Well, watching the "vultures"(brothers)scavaging through my fathers house was almost as painful as the loss of my father itself.
You would never have known that someone had died. Their father, of all people. I saw joy on their faces. So happy with the things they were stuffing quickly into their vehicles. It made me nauseous. It was a job that needed to be done, but it didn't have to be a party. This was my Dads beloved property. His treasures. Well, they deserted me when I so badly needed help caring for Dad. Now they take joy in raiding his house.

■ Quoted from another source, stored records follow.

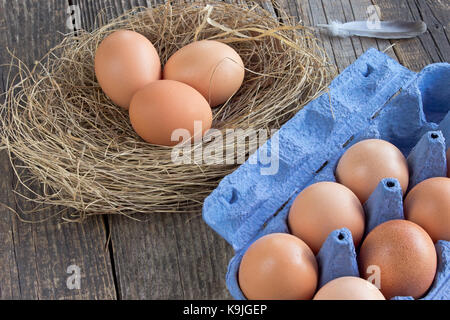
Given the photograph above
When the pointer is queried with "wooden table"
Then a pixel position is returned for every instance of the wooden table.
(171, 256)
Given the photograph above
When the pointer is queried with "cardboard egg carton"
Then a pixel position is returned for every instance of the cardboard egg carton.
(375, 97)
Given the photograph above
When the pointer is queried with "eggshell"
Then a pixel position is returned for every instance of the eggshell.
(213, 68)
(405, 256)
(367, 162)
(349, 288)
(165, 105)
(428, 205)
(323, 207)
(125, 61)
(278, 266)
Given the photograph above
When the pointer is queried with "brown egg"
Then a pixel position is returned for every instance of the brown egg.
(349, 288)
(322, 208)
(448, 163)
(367, 162)
(405, 256)
(211, 67)
(164, 106)
(428, 205)
(125, 61)
(278, 266)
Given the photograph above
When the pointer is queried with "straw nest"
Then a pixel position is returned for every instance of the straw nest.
(64, 134)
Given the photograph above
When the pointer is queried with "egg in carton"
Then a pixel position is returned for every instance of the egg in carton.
(375, 97)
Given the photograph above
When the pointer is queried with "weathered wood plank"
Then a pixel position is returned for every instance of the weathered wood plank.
(433, 46)
(341, 51)
(34, 258)
(169, 256)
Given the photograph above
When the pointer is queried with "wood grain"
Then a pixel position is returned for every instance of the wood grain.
(167, 256)
(341, 51)
(34, 257)
(432, 46)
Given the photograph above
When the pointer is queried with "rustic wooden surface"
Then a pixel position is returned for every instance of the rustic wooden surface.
(168, 256)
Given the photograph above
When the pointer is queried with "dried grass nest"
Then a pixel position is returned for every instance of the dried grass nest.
(63, 133)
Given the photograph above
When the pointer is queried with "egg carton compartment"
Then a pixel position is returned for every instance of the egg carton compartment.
(375, 97)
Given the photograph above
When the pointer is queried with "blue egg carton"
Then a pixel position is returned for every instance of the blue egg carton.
(375, 97)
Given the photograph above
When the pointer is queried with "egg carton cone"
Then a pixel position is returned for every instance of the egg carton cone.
(375, 97)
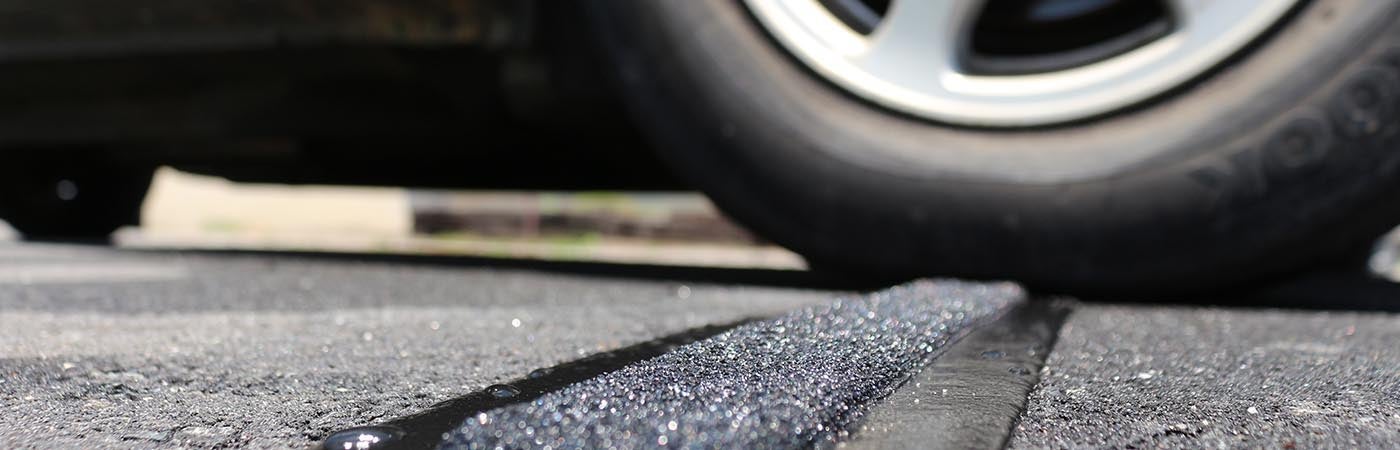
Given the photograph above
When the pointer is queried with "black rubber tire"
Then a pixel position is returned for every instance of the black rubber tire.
(1274, 161)
(107, 198)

Now I understand, people used to tell me, that things can get quite bad after someone dies in regards to property. Thats a understatement.
As I knew he would, Dad took care of me and my future. But because of this, I am now HATED, in a way no one has been hated before.

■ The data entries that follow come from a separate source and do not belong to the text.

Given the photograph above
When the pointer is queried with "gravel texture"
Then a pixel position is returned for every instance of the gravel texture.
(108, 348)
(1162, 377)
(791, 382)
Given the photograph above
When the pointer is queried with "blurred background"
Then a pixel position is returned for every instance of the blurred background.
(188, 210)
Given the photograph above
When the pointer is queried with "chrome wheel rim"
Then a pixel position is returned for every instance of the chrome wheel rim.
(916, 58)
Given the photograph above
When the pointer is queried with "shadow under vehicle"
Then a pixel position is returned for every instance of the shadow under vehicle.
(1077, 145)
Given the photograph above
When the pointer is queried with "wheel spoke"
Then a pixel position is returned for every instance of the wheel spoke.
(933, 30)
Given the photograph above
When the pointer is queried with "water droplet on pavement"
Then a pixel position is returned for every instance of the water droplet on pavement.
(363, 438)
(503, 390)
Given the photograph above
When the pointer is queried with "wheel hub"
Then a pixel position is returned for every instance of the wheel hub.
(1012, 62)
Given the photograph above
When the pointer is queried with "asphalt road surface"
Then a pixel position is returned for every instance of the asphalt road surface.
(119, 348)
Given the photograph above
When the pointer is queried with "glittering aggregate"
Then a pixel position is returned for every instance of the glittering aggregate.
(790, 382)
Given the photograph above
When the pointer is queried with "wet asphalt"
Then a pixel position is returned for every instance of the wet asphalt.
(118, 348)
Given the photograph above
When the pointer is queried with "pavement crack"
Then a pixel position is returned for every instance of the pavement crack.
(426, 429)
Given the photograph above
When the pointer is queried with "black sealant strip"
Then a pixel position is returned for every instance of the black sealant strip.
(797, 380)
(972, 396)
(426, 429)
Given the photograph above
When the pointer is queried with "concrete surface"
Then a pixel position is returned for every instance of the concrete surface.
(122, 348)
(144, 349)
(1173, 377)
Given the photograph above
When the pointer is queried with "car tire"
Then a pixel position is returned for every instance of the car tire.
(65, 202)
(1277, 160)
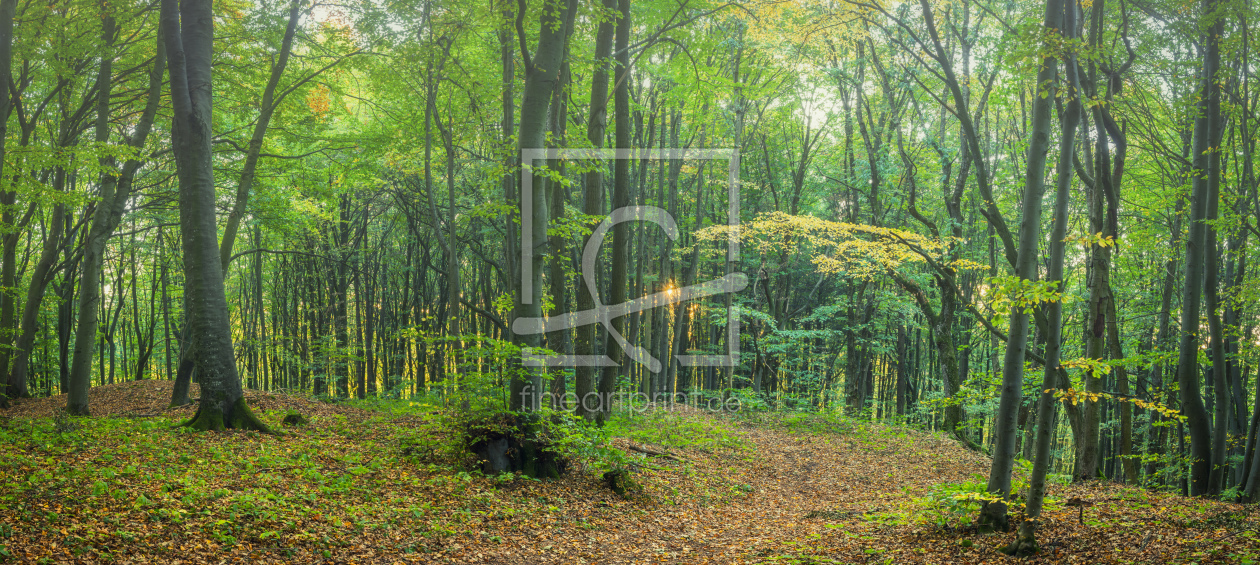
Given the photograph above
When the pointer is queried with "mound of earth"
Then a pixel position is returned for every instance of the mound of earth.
(146, 397)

I don't understand this. I didn't write the will. I didn't care about the will. All I wanted was to keep my father with me and comfortable for as long as possible. And I would give it all back and then some to have him here with me. Don't they appreciate how I looked after their father? I am so mortified, my husband and I are seriously giving thought to moving away to start over. Anyway, one battle ends, and another begins.
Sorry to bore everyone, had to get it off my chest.
Caregiver of Thomas (my Dad,82)
Pleural epithelial meso
Our battle ended March 16, 2012. Together.